Ala. crop quality differs widely

MOBILE, Ala. (AP) -- Farmers along Alabama's Gulf Coast are reporting that small distances in miles can add up to a big difference between a good year and a bad one as they harvest cotton, peanuts and other crops.

Farmers say yields on those primary crops are looking average or better in the areas closest to the coast thanks to better rainfall there.

But farmers further north are reporting they expect a money-losing year from the drought impacting southern Alabama.

Statewide, the yield per acre of cotton, soybeans and peanuts is expected to fall, according to federal estimates.

Forecasters say all of Alabama is at least "abnormally dry" and 12 percent of the state is undergoing an "extreme drought."

Virginia cotton yield rises

CAPRON, Va. (AP) -- Virginia cotton growers are expected to harvest 19,000 more acres this year.

According to the U.S. Department of Agriculture, growers will harvest approximately 82,000 acres in 2010.

That harvest was nearly three quarters complete by October's end.

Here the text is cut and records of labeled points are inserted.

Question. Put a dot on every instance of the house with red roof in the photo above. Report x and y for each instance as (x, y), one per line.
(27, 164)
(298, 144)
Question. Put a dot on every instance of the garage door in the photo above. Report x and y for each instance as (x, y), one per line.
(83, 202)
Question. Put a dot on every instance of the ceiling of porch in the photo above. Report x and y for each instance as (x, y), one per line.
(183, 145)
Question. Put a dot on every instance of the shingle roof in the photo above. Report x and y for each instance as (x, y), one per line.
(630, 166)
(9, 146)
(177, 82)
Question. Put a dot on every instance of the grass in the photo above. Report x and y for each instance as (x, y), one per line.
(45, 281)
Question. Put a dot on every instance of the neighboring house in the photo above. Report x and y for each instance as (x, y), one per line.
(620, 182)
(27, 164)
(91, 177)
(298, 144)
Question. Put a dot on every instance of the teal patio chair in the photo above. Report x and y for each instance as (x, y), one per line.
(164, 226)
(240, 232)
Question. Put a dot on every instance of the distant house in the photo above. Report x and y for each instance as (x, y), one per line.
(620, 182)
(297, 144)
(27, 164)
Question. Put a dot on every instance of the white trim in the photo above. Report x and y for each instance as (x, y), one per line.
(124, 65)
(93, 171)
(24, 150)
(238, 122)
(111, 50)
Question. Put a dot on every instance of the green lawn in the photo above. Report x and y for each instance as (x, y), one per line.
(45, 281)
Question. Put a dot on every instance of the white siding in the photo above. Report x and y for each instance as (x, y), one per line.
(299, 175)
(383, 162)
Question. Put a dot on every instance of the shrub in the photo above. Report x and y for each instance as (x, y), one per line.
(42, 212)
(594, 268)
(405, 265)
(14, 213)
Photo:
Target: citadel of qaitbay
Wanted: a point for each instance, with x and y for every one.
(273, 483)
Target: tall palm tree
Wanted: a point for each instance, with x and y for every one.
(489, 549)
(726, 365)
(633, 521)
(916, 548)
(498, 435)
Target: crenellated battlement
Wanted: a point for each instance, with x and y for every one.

The top four cotton-producing localities are Southampton, Isle of Wight and Greensville counties, and the city of Suffolk, according to the most recent statistics available.

Cotton is among the state's top 10 field crops.

While cotton prices have reached record highs, grower M.L. Everett Jr. of Southampton County says a lot of producers were locked into lower prices.

The parched summer also reduced yields per acre.